The result is a rampant materialism – As people have to dwell more on money and finances because of inflation, society becomes more materialistic. More and more people will trade their spiritual well being and family relationships for more money to make ends meet. People will work longer than they planned because their savings have been wiped out. They may have to take a job far away from their home and family. This inflation-induced geographical mobility weakens family bonds and loyalty to their country. People who take their eyes off God and turn them toward the things of this earth fall prey to sin.9 The biggest danger here lies in people’s focus turning away from the things of God towards the things of man.

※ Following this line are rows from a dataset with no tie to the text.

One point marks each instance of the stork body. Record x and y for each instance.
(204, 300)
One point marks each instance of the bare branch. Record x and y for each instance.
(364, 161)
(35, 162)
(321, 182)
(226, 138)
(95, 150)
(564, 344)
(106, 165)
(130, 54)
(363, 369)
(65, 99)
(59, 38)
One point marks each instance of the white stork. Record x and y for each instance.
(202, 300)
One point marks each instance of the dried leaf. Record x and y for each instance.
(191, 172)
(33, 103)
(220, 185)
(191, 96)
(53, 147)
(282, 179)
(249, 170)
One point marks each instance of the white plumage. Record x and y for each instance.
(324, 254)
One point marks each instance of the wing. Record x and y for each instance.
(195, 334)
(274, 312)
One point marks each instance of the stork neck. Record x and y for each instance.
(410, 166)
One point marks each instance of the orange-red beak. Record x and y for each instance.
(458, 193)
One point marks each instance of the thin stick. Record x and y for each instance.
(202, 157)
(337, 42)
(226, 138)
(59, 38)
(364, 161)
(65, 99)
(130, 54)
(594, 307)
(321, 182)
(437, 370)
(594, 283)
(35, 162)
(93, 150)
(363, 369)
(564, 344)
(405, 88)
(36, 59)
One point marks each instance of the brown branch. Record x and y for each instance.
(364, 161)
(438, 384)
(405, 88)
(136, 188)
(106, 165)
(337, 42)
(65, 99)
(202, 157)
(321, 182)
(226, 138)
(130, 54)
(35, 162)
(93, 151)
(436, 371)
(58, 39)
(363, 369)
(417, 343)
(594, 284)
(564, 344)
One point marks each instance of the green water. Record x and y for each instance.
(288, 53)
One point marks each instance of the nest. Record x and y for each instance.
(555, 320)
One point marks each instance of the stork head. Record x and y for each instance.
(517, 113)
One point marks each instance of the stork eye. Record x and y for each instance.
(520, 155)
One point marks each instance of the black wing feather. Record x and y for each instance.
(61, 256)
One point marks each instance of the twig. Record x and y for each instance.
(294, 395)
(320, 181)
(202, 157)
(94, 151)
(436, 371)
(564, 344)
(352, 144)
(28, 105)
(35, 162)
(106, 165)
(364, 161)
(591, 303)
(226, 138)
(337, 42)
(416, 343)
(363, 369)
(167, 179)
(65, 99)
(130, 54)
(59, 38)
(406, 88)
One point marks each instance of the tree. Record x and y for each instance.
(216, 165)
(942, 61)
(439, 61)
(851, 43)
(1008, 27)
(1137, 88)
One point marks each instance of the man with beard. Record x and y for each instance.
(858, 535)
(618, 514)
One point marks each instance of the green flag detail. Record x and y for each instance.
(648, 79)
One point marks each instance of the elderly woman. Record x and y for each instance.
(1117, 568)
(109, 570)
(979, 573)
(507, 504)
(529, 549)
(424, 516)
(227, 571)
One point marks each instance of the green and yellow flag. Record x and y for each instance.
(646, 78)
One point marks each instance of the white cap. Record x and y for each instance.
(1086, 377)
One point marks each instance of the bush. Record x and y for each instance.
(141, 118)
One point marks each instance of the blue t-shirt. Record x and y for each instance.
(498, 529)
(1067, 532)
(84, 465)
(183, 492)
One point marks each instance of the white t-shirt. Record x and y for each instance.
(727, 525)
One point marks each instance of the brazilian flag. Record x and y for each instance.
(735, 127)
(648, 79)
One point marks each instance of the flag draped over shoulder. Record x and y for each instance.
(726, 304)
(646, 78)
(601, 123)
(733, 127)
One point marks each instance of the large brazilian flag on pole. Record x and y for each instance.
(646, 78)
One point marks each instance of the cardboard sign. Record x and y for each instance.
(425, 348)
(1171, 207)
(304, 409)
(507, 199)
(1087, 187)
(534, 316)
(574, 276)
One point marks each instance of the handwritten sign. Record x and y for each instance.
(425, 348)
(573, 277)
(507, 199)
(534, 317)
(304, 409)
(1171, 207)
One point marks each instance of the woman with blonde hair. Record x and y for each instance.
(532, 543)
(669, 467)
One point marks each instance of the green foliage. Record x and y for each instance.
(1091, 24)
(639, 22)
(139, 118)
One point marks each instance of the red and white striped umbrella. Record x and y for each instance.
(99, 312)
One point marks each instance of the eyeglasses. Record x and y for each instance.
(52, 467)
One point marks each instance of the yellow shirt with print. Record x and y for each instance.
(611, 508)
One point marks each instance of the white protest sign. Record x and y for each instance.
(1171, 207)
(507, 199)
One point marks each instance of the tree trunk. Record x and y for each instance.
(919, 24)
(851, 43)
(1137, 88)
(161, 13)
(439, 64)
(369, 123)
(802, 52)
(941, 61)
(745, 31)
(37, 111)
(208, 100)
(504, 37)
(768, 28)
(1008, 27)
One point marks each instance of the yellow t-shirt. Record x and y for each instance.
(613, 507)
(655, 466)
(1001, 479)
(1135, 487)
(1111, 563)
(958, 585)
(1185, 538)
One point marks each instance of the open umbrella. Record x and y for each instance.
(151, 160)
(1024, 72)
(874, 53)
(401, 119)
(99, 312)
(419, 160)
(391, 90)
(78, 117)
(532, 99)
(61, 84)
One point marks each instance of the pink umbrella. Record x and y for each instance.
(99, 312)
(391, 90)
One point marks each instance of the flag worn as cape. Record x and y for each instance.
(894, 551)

The Book of Ecclesiastes provides wise council about money. “He that loveth silver shall not be satisfied with silver; nor he that loveth abundance with increase: this is also vanity.”
While we need to be good stewards of the material goods the Lord provides us, being too concerned about the things of this world can lead to a cancer in the soul as James said.10 Throughout these uncertain times, we need to be mindful of the things of God, rather than the things of this world. If we keep Christ in the center of our lives, we will keep our time here on earth in perspective and better weather the coming financial storm.